Ministerie van Algemene Zaken

Ministerie van Sociale Zaken en Werkgelegenheid
Persbericht ministerraad
3 september 2004

LEEFTIJDSGRENS VOOR IOAW VERHOOGD VAN 50 NAAR 55 JAAR

Voor het recht op een IOAW-uitkering wordt de leeftijd waarop iemand werkloos is geworden verhoogd van minimaal 50 naar 55 jaar. Diegenen die al een IOAW-uitkering hebben, behouden hun recht daarop. De maatregel is bedoeld om ouderen te stimuleren langer te blijven werken of eerder weer aan het werk te gaan. Ook sluit de leeftijdgrens van 55 jaar aan bij andere maatregelen die gericht zijn op oudere werknemers.

Dit blijkt uit het Wetsvoorstel wijziging leeftijdsgrens IOAW waarmee de ministerraad heeft ingestemd op voorstel van staatssecretaris Van Hoof van Sociale Zaken en Werkgelegenheid. De maatregel maakt deel uit van een pakket van maatregelen dat het kabinet in juli van dit jaar heeft afgesproken. De structurele besparing is geraamd op 52 miljoen euro per jaar. De wijziging gaat in per 1 januari 2005.

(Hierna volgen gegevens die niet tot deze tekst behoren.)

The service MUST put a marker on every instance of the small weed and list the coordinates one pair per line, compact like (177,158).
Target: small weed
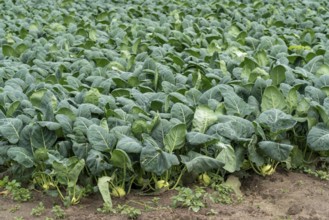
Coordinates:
(106,208)
(38,210)
(212,212)
(188,198)
(58,212)
(14,189)
(14,208)
(21,195)
(323,175)
(130,211)
(223,195)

Op dit moment kunnen mensen die werkloos zijn geworden na hun vijftigste jaar, na afloop van hun WW-uitkering, in aanmerking komen voor IOAW (Wet inkomensvoorziening oudere en gedeeltelijk arbeidsongeschikte werknemers). Deze leeftijdsgrens wordt nu verhoogd naar 55 jaar. De IOAW is een uitkering op sociaal minimumniveau, maar anders dan bij een bijstandsuitkering wordt niet gekeken naar een eigen huis of vermogen. Diegenen die geen IOAW-uitkering meer krijgen, kunnen - als ze aan de voorwaarden voldoen - in aanmerking komen voor een (aanvullende) bijstandsuitkering.

In het voorstel zijn enkele overgangsbepalingen opgenomen. Zo wordt voorkomen dat een tijdelijke onderbreking van de IOAW- of WW-uitkering leidt tot volledig verlies van het recht op IOAW. Voor iemand met een IOAW-uitkering geldt dat het recht op de uitkering behouden blijft, ook als iemand tijdelijk betaald werkt en daarna weer werkloos wordt.

De ministerraad heeft ermee ingestemd dat het wetsvoorstel voor advies aan de Raad van State zal worden gezonden. De tekst van het voorstel en van het advies van de Raad van State worden pas openbaar bij indiening bij de Tweede Kamer.